Расстегнув пуговицы на жестком воротнике, урядник мрачно продолжил:
— Я только одно не пойму, если сводному экспедиционному корпусу так легко позволили север Африки к рукам прибрать, где же тогда враги наши исконные? Где франки с бриттами гадость удумали сделать? С какой стати им колонии захваченные отдавать за бесплатно?.. Неужели впервые за долгие годы сумели злодеев со спущенными штанами прихватить?
— Не знаю, Аристарх Гвидонович. Я даже кое-что из кляузных листков посмотрел, заголовки глазом пробежал. Молчат, ни о каких надуманных проблемах не пишут.
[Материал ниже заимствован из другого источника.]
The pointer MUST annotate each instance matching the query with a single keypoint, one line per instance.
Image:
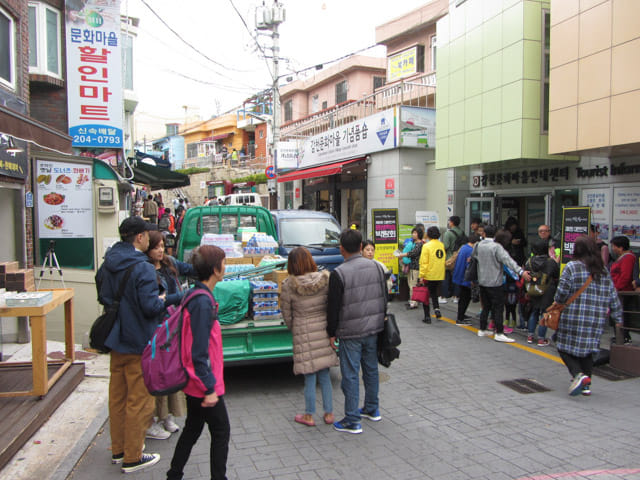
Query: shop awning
(158, 177)
(322, 171)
Если бы что стряслось с добровольцами, уже бы желчью исходили.
— Вот и я о том же. Одна надежда, что немцы своей любовью к порядку и штыками привели к повиновению дикарей. Все же в Румынии они воевали долго, опыта поднабрались, не чета нашему Ваньке с печи. Глядишь, и будущий студент живым вернется, без ранений и с целыми руками-ногами. Тогда его к делу пристроить сможем. С медалькой-то.
Грыз урядника червячок сомнения, было такое. Подспудно мыслишка ворочалась, загнанная в самую глубину памяти. Ведь у пацана идею отобрали, верному человеку на блюдечке выдали и посчитали, что так и надо. Что люди в чинах и при власти лучше знают, как по жизни идти и кому в пояс кланяться. Только не захотел Сергий спасибо говорить. Собрался и на войну уехал, подальше от “благодетелей”. Обидно будет, если так и сгинет на чужбине, среди людоедов африканских.
— Домой я поеду, устал за неделю… Если что-то узнаешь, мне скажи. Тяжело на сердце. Будто заново с Портой на Балканах бодаемся. Все у нас хорошо, балы каждый день и праздники с салютами. А потом — бах, и болгары в Софии с турками соглашение подписывают, нас не позвав.
***
С водой повезло. Четверка Сергия в обед, когда буря чуть успокоилась, подгребла верблюдов, нагрузила пустыми бочками и двинулась по узкому овражку, уходившему от холмов на север. Сначала по прямому отрезку, а затем петляя между отвесных красных стен. Над головой ветер еще кидался песком вперемешку с вездесущей пылью, а рядом с грязной водой тихо. Ни чужих патрулей, ни зверья. Все попрятались. Только Макаров и староверы ведрами успевают наливать живительную влагу, которую потом через несколько слоев марли процедят, хинин с прочей дрянью германской намешают и по флягам разольют. Шесть бочек — это два дня еще продержаться можно. Больше все равно не позволят.
— Сумеем еще разок, Сергий? — закончил цеплять на ремни последнюю бочку Мордин. Поднять верблюда — и можно двигаться в обратный путь.
— Нет, Фокий Карпович. Еще час пометет и все уляжется. Как раз времени в обрез, чтобы обратно вернуться. Потом сюда наверняка бритты кого-нибудь сунут. Как мы овраг с той стороны под прицелом держим, так и бережок этот обязательно под себя соседи подомнут. Не придурки с той стороны, даже не надейся.
— Тогда ночью? Нам без воды никак. А на восток идти смысла нет — там все как на ладони.